Every time you double a bottle size, longevity is increased.

“Once you start to do the math, although the science is hard to pin down with exact authority, all of a sudden you’re looking at something that has a life expectancy that’s still to be determined,” Dutton says.

“It’s beyond a lifetime of age-worthiness that’s very hard to quantify.

“Given the first vintage was in 51, I don’t think we’ve really tapped into exactly how far it can go. It’s beyond a lifetime of age-worthiness.

“These are bottles that can quite literally outlive you.”

This year’s Barossa Wine Auction has expanded to include an additional live auction in Sydney, as well as a separate online auction.

The bidding will be carried out by Langton’s Fine Wine Auction House, which has been involved since 2015 when Langton’s expanded the event to wine collectors around the world.

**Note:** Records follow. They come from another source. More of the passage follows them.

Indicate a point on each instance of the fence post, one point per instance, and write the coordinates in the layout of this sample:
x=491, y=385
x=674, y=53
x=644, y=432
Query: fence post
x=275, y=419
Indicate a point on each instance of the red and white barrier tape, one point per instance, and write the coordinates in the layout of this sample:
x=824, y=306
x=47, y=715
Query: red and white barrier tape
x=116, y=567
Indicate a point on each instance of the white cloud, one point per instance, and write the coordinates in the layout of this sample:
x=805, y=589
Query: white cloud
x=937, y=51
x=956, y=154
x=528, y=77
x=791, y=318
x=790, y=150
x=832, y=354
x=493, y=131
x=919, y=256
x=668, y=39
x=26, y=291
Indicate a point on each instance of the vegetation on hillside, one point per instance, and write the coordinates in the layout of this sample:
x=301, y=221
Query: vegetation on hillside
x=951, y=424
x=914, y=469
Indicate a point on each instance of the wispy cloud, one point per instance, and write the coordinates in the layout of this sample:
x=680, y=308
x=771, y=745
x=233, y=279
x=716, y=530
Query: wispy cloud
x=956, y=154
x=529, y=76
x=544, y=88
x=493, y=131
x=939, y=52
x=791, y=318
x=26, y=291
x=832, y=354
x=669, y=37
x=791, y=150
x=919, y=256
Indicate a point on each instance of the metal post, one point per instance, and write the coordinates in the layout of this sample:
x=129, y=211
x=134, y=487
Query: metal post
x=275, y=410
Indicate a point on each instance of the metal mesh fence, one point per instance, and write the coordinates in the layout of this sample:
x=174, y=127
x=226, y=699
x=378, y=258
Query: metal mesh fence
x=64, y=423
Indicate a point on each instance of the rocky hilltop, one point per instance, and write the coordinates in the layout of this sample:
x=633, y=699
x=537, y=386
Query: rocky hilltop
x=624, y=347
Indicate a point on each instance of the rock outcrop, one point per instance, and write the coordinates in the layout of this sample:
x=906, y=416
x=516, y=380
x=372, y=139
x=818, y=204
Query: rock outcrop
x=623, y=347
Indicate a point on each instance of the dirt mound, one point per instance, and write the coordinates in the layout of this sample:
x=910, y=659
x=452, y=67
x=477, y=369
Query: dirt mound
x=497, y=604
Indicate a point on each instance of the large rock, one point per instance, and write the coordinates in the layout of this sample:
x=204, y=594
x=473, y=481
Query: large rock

The event sees wine collectors bid for rare and distinguished lots sourced directly from the wineries and winemakers’ own collections.

The auction coincides with the Barossa Vintage Festival, being held from April 14 to 18, and a share of the net proceeds will be donated to the Barossa Grape & Wine Association’s well-being fund and the festival.

Other highly-collectible items to be auctioned include an 18-Litre bottle of 2018 Ron Thorn Single Vineyard Shiraz at $4000 to $5000 and a six-litre imperial bottle of Torbreck RunRig Shiraz Viognier 2017 at $3000 to $4000.

“It is always exciting to see the results of the auction, not just from a Penfolds’ perspective, but from a Barossa point of view,” Dutton says.

“There are so many beautiful rare lots that appear for this auction, it’s hard not to be proud of the entire region as a collective.”